In fact, if you have never felt uneasy in the woods, have never heard a strange noise or awakened in the night, your heart racing, lying so still, in absolute terror and full of certainty that there is SOMETHING wild and pathologically dangerous drooling through its fangs mere inches from where you lie, then it is because they are already after you, and have taken especial care to stalk you with the utmost of deliberate stealth and silent precision, to keep you unaware until the very last instant before the irresistible jaws snap shut over your whole head, so look out, look out my friend, because your time is near.

Exercises

  1. Take it easy. Skip this section. Sleep in or catch a movie on TV instead. Assume that things will work out. You’ve always squeaked by before, right? Whatever.
  2. Go to www.usps.com and try to find information on either flammable or hazardous materials. Best wishes and good luck with that. Searching for the word “flammable” will likely get you zero hits.
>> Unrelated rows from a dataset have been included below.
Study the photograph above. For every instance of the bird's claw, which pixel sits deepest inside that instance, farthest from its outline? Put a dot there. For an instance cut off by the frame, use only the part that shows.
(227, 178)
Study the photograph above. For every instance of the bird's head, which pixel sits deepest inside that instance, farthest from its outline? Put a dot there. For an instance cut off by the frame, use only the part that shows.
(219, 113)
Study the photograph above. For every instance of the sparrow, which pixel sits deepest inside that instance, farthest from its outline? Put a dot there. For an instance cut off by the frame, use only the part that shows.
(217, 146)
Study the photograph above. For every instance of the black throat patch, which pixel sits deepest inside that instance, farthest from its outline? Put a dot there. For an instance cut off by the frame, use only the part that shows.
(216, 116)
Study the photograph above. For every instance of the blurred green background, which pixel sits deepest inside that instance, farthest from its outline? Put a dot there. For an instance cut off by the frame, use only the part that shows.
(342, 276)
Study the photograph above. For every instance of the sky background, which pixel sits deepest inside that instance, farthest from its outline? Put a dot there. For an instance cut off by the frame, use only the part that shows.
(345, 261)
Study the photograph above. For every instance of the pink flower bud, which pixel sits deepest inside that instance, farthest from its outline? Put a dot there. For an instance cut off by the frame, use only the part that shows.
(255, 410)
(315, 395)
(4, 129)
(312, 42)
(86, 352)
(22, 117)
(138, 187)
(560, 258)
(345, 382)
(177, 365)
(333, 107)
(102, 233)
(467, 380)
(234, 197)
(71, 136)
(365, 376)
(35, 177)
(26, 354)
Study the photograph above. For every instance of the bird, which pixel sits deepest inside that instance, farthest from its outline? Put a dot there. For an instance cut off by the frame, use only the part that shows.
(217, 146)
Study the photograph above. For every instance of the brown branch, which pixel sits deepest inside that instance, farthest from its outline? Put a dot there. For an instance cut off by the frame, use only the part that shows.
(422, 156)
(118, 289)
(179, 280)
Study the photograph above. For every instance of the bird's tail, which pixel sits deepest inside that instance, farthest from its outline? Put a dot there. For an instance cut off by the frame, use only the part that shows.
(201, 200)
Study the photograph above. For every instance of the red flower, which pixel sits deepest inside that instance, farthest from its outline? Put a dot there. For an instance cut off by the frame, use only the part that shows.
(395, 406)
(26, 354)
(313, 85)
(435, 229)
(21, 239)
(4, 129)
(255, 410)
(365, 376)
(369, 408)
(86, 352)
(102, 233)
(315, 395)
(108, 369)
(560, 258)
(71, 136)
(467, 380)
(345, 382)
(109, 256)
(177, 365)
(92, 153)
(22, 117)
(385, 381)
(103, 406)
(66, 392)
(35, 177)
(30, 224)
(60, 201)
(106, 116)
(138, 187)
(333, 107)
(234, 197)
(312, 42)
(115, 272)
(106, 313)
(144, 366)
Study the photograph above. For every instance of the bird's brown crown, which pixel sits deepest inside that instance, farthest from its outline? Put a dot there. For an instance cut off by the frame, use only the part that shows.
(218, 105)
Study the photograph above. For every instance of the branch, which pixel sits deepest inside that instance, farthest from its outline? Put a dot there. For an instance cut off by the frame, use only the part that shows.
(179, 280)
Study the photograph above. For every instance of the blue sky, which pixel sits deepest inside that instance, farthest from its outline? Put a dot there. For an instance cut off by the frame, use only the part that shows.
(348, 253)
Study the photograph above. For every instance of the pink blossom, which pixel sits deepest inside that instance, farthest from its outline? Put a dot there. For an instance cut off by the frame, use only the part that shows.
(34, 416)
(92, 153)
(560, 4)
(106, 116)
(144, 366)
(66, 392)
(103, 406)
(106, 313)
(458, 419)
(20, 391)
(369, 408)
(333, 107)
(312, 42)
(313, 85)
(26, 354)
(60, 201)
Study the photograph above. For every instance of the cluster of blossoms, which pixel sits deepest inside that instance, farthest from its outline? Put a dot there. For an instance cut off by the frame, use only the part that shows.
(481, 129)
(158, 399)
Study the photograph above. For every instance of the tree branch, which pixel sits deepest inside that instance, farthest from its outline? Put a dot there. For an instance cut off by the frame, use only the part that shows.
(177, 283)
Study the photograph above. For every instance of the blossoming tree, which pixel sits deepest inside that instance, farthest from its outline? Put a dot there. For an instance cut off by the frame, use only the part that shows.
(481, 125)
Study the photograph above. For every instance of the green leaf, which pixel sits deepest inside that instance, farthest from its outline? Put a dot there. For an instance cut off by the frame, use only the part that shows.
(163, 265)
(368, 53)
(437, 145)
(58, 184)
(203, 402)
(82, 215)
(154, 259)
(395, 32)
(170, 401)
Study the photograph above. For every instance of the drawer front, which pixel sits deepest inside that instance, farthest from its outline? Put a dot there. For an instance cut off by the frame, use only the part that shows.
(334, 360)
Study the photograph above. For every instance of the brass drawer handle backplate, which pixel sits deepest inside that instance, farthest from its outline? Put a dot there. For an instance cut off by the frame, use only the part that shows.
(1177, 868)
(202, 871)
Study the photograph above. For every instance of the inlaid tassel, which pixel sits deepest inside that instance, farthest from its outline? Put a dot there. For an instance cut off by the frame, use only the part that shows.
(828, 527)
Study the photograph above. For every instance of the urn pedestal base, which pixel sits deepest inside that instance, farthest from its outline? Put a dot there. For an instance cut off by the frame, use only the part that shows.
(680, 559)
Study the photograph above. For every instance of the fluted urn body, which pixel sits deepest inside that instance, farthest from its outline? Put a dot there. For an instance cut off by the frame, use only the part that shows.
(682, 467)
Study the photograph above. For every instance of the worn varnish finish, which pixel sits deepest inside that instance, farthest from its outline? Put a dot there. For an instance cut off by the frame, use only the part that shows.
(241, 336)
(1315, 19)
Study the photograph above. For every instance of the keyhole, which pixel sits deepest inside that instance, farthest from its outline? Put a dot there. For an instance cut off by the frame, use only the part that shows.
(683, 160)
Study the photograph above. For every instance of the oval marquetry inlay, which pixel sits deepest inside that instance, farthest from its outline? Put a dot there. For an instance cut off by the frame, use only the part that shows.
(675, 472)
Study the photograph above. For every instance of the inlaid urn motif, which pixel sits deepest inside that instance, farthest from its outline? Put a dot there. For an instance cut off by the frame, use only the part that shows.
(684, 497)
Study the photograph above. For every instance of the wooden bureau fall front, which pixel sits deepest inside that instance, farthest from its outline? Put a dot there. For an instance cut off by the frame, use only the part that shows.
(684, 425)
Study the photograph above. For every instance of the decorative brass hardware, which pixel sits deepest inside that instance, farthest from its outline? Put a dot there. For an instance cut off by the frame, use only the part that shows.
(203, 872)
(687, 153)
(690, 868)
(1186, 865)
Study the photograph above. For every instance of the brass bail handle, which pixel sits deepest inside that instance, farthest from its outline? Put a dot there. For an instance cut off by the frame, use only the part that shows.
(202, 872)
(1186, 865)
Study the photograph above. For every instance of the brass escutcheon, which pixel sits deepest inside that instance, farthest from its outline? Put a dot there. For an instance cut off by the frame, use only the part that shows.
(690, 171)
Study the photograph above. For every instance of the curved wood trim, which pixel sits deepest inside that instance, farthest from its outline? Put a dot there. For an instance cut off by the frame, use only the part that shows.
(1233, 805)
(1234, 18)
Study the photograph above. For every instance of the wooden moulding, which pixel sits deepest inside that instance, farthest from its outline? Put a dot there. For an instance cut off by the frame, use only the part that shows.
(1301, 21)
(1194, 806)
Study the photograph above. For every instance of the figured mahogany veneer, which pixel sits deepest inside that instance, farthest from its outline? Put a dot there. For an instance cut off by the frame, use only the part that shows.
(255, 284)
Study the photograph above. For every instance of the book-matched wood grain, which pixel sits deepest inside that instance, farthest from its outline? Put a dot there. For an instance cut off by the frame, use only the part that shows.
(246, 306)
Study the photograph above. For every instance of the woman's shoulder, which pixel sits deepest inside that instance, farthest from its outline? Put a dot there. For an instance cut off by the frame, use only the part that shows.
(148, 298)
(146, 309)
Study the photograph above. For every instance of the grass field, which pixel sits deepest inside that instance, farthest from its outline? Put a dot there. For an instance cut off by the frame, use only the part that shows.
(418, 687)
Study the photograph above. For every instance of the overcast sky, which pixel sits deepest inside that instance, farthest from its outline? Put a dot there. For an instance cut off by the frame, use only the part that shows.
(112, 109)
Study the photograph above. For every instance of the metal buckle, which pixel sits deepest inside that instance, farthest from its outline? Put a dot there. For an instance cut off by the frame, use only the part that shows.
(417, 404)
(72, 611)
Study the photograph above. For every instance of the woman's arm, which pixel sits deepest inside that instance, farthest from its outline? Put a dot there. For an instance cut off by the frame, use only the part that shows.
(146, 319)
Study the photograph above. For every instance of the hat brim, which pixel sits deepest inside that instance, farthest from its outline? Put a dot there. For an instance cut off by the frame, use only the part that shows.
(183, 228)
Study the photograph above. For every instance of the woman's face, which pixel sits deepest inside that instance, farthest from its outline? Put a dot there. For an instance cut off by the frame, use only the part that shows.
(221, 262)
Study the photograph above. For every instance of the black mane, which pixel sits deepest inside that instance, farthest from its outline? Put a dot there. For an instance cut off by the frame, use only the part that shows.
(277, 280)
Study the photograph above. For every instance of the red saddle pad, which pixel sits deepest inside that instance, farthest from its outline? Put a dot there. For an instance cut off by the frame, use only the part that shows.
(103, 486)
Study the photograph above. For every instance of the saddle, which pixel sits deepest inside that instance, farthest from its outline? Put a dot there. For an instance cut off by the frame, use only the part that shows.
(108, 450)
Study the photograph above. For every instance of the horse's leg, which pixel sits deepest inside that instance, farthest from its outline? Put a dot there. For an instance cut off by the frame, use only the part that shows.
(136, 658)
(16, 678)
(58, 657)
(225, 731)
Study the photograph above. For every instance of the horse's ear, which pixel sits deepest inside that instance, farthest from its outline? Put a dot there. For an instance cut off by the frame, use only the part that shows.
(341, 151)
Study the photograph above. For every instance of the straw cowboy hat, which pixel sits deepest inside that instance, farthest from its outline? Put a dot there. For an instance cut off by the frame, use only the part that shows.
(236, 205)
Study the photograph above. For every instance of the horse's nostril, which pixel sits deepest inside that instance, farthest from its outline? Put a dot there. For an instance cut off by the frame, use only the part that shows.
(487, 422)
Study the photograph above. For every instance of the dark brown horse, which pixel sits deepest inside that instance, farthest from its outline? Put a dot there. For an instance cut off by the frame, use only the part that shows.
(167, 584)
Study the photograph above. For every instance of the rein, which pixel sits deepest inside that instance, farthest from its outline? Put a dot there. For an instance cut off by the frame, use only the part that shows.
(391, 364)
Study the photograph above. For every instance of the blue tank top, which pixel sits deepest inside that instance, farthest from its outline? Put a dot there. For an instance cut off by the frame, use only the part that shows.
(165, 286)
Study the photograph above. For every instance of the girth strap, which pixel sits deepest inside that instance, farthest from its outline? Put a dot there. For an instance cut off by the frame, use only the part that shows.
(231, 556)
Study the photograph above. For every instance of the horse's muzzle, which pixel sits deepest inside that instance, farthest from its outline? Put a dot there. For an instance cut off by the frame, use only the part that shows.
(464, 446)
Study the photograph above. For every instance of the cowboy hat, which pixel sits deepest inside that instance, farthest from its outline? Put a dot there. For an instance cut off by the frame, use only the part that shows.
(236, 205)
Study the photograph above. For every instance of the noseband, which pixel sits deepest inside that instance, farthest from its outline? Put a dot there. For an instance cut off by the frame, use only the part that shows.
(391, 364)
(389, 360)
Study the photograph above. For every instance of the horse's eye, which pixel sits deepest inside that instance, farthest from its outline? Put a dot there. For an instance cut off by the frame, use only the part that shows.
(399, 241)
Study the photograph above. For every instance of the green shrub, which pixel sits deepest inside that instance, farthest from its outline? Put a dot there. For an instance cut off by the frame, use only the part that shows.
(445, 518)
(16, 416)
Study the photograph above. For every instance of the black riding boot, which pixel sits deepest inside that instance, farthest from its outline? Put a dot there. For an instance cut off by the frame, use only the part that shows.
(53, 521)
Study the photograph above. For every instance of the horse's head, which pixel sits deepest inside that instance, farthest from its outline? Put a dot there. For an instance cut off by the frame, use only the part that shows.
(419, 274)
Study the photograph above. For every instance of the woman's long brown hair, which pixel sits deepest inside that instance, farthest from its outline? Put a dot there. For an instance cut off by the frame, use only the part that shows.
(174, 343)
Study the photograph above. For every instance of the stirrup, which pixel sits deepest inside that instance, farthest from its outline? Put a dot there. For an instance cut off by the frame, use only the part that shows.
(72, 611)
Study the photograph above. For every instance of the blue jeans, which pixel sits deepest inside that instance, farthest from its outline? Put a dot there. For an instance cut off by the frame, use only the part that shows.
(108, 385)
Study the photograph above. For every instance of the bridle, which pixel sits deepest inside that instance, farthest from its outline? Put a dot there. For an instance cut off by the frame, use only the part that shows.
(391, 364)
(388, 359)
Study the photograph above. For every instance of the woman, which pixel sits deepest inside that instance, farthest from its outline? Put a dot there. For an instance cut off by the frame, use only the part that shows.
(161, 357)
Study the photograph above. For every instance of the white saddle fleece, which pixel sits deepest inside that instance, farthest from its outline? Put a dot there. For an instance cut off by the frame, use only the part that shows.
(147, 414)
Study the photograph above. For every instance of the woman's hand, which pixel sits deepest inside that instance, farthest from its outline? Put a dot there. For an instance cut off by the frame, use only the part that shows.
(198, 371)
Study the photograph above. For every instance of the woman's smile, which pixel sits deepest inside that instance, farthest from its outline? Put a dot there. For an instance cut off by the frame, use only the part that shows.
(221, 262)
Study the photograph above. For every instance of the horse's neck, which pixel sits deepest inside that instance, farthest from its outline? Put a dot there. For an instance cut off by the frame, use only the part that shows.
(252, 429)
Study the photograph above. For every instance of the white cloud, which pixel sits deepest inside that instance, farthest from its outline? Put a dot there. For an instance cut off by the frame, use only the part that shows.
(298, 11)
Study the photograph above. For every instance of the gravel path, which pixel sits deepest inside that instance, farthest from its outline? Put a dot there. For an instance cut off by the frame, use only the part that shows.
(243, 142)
A search for the phrase “hazardous substances” at one time resulted in two hits: “Mailpiece leaking an unknown powdery substance” and “Glossary of Postal Terms G-L”. The first hit from a search on “hazardous materials” got “USPS News Link Online”. As of December 9, 2006, the top story on this page was from April 25, 2003, “New deal! USPS employees can now ring up savings with Nextel wireless.”
    Yay.
    The third hit from a search on “hazardous”: “Common hazardous materials in the mail”. This went to “DMM TOC > 600 Basic Standards for All Mailing Services”, where section 10 began to explain all this.
    If there is a link to “Aviation Security” under “All Products and Services” it might tell you that flea collars, nail polish, airbags, batteries and dry ice are hazardous, not to mention glues.
    Search on the phrase “Santa Claus”? Five apposite hits:
    1. Writing a letter to Santa Claus
    2. PARENTS sending Santa Claus letters
    3. Using / Reusing boxes
    4. Personalized Holiday & Gift cards available online
    5. 1-800-ASK-USPS (1-800-275-8777) Holiday Hours
      Try to figure this out. Don’t contact me to complain. My misery doesn’t want to love your company. Instead try banging your head against any nearby wall that you find handy. Repeat as often as necessary until you feel better.
  3. Did you see something? Out there, a few feet off, behind, over your shoulder? Probably nothing. Probably nothing. Shouldn’t worry too much. Heh.